1. Kansas vs. Howard, 1 p.m. Thursday, TBS, Des Moines, Iowa

The Kansas Jayhawks are in a familiar spot as the one seed for the 16th time in tournament history as they prepare to defend their title.

They were led by senior forward Jalen Wilson, who won Big 12 Player of the Year and led the conference in scoring and rebounding.

The Jayhawks are in their 33rd straight NCAA Tournament, which is an NCAA record.

Kansas will also look to get one of their best defenders in Kevin McCullar back as he missed the Big 12 Conference Tournament Championship to due back spasms and head coach Bill Self is expected to return after dealing with health issues.

Junior guard Dajaun Harris has been huge to Kansas’s success, winning Big 12 Defensive Player of the Year. He also was ninth in the nation in assists with 6.2 assists.

When he is playing well, Kansas can beat anybody.

They are set to face the MEAC regular season and conference tournament champion Howard Bison.
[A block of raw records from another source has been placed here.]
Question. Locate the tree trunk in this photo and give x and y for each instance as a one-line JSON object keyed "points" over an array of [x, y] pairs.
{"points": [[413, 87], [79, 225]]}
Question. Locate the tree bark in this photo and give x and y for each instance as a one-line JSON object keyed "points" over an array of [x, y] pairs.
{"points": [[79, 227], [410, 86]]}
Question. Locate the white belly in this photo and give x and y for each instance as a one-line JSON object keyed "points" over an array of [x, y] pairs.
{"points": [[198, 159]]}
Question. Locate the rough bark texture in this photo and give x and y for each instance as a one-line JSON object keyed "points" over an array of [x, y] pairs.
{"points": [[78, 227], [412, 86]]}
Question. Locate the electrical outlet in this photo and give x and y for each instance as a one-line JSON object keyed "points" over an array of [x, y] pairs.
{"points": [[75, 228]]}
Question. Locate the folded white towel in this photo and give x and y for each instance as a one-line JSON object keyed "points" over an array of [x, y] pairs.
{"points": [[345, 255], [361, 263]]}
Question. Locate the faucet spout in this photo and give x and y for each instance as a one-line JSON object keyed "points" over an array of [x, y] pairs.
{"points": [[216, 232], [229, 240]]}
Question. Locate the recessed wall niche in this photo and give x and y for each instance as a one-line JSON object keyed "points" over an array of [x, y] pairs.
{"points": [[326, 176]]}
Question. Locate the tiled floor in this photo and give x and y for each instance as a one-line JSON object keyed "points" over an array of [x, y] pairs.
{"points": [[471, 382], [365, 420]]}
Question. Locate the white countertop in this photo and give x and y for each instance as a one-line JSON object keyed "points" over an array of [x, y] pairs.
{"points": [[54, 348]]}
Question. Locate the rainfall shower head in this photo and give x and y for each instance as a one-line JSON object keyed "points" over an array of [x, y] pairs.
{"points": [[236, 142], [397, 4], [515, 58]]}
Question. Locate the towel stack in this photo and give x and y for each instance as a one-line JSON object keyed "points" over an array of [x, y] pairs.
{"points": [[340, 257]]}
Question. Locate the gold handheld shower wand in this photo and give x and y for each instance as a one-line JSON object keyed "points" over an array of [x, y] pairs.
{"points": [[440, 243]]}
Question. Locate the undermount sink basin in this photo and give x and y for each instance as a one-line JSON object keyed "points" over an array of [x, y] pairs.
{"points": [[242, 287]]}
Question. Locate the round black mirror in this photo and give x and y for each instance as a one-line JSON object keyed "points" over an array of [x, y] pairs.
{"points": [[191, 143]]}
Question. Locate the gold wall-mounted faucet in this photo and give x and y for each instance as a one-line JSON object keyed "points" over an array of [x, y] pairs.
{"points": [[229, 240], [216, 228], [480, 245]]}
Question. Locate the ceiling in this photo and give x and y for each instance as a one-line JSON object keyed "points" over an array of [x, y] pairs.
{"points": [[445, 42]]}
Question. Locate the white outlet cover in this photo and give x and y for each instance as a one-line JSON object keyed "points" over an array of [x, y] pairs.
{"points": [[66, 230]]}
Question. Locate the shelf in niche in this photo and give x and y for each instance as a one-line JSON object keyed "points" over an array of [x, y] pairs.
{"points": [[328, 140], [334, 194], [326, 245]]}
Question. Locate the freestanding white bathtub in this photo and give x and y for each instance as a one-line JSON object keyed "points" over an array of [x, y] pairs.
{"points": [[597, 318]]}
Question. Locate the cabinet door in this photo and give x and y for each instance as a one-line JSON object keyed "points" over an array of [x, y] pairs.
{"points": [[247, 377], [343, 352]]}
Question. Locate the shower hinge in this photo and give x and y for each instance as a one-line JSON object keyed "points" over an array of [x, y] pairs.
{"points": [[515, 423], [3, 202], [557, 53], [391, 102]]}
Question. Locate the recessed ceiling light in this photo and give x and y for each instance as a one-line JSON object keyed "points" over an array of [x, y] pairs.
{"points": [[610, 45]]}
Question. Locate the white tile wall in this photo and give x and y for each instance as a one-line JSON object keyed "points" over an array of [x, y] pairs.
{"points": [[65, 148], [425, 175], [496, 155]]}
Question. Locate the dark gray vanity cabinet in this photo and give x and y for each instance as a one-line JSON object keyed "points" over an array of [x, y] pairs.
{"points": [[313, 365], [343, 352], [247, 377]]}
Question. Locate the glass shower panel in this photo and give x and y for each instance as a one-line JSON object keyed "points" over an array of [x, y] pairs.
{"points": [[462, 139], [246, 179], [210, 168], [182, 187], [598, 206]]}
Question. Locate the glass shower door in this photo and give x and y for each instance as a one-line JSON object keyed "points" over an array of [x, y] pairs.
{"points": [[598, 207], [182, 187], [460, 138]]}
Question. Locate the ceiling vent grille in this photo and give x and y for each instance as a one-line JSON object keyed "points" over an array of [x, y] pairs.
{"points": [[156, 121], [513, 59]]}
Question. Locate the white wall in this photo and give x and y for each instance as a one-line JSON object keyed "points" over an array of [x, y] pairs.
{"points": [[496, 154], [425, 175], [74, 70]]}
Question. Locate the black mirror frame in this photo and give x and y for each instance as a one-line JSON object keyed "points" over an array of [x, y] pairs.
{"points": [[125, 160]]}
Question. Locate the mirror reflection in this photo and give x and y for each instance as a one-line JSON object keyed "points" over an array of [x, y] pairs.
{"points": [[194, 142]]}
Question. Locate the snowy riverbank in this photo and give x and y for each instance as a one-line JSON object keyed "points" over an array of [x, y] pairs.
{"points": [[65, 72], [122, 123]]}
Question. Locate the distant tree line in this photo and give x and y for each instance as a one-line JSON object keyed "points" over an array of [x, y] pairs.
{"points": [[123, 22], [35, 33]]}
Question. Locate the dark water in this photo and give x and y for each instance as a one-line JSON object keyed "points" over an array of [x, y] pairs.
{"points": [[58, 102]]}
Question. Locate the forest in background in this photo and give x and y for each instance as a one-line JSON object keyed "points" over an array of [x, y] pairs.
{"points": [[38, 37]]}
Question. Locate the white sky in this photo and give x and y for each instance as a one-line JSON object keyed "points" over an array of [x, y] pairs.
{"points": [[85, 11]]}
The Bison come into the tournament having won five in a row. They are led by sophomore guard Elijah Hawkins who leads them in scoring (13.0 ppg), assists (5.9 apg) and steals (1.7 spg).

Howard also shoots the ball very well, they’re top 20 in the country in three-point field goal percentage at 38%.

A 16 seed has only beaten a one seed once and if the Jayhawks play up to their capabilities, they should have no problem advancing to the next round.

3. Kansas State vs. 14. Montana State, 8:40 p.m. Friday, Greensboro, N.C.

Kansas State has been pioneered by their two-headed monster of Keyontae Johnson and Markquis Nowles. Both were First-Team All-Big 12 selections and top five in the conference in scoring.

Johnson led the team in scoring (17.7 ppg) and rebounding (7.0 rpg). Nowles was third in the nation in assists (7.6) and and ninth in steals (2.4). He also averaged 16.8 points per game.

K-State was originally picked to finish last in the Big 12 and has performed well beyond expectations under head coach Jerome Tang. In his first season with the Wildcats, Tang won Big 12 Coach of the Year.

They will go up against Montana State, who was second in the Big Sky and won the Big Sky Conference Tournament.

Junior Guard RaeQuan Battle leads the Bobcats in scoring, at 17.4 points per game. Senior forward Jubrile Berlo has also been solid for Montana State averaging 13 points and leading the team in rebounds with 6.1.

Junior guard Darius Brown II is Montana State’s floor general and leads them in assists (4.5 apg) and led the conference in steals (2.0 spg). The Bobcats also led the Big Sky in scoring defense.

But at their best, K-State can compete with anybody, as they finished third in the toughest conference in college basketball. They should come out with the win.

They are battle-tested and have the ability to make a run in the tournament.